CDLVI.

Aimez-vous le théâtre ? Moi, beaucoup. Enfin autrefois car je n’y vais plus guère. Mes goûts ne sont plus d’aujourd’hui. Mon enthousiasme non plus. Et puis, les théâtres jouent si peu. A peine annoncées que les représentations s’achèvent. Ou qu’elles affichent complet. Ainsi ai-je voulu aller voir Une Odyssée, spectacle d’Irina Brooks (c’est la fille). C’était au Deux Rives (haut de la rue Louis-Ricard). Téléphonage. Complet aujourd’hui, complet demain. Aussitôt, vous vous dites à quoi bon. Rester chez soi, devant la télé. Où, c’est à noter, j’ai pu voir le spectacle projeté.

Vous me direz, et vous aurez raison : c’est pas la même chose. Le théâtre parlant est mieux que le cinéma parlant. Ou que la télévision parlante. Laquelle parle beaucoup, voire trop. En revanche (façon de dire) il fait toujours froid au cinéma et au théâtre. C’est peut-être moi ? J’ai froid partout. Devant la télé, vous n’avez pas froid. Si les salles remontaient le chauffage, la fréquentation augmenterait.
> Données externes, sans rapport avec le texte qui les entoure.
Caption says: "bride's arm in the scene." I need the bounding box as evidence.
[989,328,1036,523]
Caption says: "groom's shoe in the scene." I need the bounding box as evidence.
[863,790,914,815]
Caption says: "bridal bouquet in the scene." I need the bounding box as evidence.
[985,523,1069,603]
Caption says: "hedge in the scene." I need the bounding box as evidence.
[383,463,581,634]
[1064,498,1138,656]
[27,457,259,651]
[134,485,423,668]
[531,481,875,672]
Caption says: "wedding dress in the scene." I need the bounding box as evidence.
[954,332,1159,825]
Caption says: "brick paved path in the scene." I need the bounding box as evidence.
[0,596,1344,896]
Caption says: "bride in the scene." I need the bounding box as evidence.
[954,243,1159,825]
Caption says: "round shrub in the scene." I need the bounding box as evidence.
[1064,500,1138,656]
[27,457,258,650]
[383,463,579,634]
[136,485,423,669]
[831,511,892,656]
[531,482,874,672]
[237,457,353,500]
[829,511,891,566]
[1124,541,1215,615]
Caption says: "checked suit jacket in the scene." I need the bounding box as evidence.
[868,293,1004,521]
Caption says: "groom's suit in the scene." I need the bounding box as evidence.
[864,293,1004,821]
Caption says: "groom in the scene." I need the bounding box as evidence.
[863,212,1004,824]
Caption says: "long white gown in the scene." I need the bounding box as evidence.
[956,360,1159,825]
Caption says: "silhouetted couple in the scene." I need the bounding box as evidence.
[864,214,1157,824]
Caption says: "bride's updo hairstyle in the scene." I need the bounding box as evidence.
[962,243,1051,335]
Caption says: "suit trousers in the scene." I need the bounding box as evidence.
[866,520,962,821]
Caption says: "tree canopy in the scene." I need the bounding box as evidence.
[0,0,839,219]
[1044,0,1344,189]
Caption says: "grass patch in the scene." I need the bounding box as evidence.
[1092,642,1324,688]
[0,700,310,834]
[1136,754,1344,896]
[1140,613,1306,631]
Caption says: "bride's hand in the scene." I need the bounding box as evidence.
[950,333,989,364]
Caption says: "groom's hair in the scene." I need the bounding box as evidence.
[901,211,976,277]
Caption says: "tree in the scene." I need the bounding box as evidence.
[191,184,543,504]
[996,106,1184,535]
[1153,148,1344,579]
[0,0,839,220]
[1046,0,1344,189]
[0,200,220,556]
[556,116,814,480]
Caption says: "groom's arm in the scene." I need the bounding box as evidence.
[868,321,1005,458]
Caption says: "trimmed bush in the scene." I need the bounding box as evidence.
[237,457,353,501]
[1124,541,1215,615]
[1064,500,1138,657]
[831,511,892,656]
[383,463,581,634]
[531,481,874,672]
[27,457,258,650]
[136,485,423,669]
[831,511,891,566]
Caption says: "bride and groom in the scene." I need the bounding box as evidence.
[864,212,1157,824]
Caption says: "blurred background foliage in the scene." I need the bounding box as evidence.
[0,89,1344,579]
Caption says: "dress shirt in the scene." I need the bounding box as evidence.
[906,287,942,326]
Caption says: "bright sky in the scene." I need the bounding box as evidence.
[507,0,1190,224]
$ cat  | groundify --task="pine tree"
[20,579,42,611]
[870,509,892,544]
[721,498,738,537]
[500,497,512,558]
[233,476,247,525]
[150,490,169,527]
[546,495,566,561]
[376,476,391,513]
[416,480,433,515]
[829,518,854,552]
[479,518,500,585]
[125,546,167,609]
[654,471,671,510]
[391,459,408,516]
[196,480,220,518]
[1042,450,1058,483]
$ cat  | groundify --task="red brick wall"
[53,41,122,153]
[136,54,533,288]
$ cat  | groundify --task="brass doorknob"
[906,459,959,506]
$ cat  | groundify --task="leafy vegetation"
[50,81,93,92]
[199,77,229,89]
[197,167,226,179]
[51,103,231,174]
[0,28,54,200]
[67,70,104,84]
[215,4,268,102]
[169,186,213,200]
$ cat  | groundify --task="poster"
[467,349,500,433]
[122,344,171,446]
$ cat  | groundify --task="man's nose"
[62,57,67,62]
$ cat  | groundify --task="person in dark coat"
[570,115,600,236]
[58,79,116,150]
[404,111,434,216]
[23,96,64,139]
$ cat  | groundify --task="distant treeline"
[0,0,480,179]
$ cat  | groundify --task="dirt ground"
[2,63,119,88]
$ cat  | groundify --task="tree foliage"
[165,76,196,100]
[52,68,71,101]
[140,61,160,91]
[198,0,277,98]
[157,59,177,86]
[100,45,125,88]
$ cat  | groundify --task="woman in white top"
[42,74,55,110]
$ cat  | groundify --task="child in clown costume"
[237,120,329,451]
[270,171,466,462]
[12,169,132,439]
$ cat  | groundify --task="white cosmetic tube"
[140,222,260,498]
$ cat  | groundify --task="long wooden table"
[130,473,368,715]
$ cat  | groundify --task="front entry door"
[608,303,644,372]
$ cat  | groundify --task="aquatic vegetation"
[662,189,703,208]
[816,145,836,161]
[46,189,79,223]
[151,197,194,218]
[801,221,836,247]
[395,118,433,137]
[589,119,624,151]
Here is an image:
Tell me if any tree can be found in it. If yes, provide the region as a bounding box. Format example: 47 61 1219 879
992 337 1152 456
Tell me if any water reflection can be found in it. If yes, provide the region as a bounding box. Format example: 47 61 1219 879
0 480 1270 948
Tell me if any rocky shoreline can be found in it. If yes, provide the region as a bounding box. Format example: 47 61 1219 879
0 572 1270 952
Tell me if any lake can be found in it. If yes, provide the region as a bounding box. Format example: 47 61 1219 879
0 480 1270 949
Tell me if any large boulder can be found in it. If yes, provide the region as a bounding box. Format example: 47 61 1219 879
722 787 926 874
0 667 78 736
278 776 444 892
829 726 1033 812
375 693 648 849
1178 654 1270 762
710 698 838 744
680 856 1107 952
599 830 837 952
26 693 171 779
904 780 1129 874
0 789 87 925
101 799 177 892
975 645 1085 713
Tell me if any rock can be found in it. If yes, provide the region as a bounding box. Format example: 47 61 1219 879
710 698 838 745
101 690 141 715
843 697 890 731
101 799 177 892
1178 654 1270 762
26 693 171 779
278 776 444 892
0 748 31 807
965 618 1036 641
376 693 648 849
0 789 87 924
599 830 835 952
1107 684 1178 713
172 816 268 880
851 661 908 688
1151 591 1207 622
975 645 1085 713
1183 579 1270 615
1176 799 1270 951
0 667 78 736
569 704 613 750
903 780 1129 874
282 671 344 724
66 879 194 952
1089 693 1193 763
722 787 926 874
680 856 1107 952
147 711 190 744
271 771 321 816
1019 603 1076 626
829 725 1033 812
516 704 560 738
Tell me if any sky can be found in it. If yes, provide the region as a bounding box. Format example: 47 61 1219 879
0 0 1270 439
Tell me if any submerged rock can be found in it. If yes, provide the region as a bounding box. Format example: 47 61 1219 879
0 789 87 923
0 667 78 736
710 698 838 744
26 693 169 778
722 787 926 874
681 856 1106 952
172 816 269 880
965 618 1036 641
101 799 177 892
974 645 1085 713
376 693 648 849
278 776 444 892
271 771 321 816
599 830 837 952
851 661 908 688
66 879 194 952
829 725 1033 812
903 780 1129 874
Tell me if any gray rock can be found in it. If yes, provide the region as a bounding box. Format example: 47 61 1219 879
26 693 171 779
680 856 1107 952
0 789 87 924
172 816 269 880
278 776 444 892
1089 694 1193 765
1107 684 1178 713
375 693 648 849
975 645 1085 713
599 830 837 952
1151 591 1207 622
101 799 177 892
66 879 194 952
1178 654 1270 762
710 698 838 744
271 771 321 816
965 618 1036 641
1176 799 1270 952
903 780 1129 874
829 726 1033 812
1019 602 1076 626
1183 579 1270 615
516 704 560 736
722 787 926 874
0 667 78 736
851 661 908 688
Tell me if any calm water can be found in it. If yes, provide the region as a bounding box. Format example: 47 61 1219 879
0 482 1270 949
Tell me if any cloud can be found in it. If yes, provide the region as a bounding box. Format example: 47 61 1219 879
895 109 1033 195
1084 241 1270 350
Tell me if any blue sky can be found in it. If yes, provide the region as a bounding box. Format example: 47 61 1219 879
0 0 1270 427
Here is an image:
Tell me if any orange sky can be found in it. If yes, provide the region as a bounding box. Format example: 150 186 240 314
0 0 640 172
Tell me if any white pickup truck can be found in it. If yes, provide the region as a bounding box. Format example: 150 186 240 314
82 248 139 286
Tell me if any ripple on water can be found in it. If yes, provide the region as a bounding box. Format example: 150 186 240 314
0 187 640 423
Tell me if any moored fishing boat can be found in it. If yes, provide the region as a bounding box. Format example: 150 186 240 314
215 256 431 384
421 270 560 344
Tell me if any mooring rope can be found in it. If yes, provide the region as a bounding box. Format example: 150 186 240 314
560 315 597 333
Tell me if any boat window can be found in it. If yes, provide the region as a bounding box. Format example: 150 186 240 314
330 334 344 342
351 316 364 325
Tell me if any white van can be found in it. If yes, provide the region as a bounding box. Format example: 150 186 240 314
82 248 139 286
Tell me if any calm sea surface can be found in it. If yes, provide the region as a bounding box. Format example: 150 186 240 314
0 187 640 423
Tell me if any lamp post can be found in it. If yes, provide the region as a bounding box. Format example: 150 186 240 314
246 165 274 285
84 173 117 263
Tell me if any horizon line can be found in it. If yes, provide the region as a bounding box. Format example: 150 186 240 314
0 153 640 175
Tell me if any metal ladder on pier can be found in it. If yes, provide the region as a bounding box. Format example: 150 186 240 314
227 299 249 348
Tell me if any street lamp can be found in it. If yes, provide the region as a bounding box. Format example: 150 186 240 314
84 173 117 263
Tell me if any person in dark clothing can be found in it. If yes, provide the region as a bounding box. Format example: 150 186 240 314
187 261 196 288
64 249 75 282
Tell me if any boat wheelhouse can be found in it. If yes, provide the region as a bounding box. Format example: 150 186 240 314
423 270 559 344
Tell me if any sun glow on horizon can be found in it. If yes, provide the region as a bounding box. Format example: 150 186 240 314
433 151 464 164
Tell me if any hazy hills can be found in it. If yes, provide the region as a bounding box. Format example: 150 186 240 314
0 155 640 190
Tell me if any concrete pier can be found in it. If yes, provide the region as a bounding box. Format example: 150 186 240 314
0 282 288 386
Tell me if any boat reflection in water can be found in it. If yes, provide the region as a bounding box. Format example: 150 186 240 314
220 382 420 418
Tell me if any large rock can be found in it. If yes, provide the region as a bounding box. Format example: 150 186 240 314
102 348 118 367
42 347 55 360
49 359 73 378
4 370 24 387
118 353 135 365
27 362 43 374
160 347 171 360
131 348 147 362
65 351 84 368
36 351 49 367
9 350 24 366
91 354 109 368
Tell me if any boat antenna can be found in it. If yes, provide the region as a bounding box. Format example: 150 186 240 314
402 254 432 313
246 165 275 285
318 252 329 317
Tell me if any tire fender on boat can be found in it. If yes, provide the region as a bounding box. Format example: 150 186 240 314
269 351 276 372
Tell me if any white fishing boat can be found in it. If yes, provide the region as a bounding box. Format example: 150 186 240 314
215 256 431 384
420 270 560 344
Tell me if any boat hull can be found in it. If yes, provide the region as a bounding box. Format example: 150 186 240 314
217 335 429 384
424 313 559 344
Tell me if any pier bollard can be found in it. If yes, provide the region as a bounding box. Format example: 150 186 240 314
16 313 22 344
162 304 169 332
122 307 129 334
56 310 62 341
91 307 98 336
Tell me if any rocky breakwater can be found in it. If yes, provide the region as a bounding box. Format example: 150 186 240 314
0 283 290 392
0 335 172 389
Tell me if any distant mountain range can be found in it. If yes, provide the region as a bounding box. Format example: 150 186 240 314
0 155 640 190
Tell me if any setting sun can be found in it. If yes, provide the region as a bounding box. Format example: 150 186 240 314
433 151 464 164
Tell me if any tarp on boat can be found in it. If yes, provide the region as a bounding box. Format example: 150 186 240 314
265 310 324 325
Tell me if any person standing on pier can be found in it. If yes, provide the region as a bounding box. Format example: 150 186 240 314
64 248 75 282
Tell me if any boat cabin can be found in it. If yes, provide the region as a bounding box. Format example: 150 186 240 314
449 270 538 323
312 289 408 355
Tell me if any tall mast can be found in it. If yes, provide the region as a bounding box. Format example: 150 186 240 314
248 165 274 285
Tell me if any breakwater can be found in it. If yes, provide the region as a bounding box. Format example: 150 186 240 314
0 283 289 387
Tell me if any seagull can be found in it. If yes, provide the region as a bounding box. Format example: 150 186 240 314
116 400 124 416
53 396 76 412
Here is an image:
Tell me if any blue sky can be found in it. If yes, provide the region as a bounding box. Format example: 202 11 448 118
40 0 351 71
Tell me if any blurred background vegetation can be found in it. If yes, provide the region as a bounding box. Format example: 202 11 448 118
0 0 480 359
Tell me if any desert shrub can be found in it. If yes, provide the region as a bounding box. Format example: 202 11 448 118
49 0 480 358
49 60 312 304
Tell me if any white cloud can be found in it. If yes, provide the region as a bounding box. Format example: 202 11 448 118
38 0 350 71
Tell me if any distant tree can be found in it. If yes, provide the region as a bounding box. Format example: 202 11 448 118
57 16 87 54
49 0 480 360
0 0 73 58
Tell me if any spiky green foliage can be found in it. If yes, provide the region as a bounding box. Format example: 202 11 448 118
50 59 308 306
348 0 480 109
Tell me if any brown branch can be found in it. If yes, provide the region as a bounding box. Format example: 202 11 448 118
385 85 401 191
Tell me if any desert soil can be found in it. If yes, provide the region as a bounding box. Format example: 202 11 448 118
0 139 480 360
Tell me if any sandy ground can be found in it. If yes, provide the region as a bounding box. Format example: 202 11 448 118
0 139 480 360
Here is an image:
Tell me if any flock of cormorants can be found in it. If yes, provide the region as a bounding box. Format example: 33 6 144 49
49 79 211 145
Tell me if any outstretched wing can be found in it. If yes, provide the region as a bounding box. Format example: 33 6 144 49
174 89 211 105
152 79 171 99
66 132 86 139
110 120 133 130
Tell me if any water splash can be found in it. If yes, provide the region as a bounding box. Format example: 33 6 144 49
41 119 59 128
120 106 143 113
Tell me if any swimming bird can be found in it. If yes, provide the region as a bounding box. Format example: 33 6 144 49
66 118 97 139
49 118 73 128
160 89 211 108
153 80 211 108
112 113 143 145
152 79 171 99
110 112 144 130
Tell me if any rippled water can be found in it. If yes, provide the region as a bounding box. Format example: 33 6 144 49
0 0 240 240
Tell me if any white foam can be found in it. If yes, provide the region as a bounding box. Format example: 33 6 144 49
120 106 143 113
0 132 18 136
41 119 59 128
Comme sous l’Occupation.

Mais pourquoi augmenter la fréquentation, puisque c’est toujours complet. Ainsi les théâtreux d’aujourd’hui remplissent-ils leur cahier des charges : abonnés contraints et scolaires de l’année. Les dossiers de demandes de subventions s’en remplissent avec facilité. On coche là, puis là. Il suffit de mettre dans les chiffres dans les cases. Tant de spectateurs, tant de subventions.

L’élu dispensateur (est-ce le mot ?) en est comme ragaillardi. Ce faisant, il s’imagine œuvrer pour l’avenir. Illusion ! A-t-il oublié sa jeunesse ? Par exemple, lorsqu’on mademoiselle Leblond le traînait, lui et ses congénères, aux Jeunesses Musicales de France. Les lycéens d’aujourd’hui sont taillés de la même étoffe. Ah non, ça m’a assez barbé au lycée.

On vient d’enterrer, dans l’indifférence, le vieux Bernard Dhéran (1926-2012). Il fut comédien renommé et enfant rouennais. Conservatoire, Comédie française, cinéma, théâtre, télévision. Une longue carrière qui ne laisse pas grand-chose à dire. Plaisant fantôme, il apparait (et apparaîtra), quelque soir échéant, aux séances du Ciné Club (celui de la télévision, bien sûr).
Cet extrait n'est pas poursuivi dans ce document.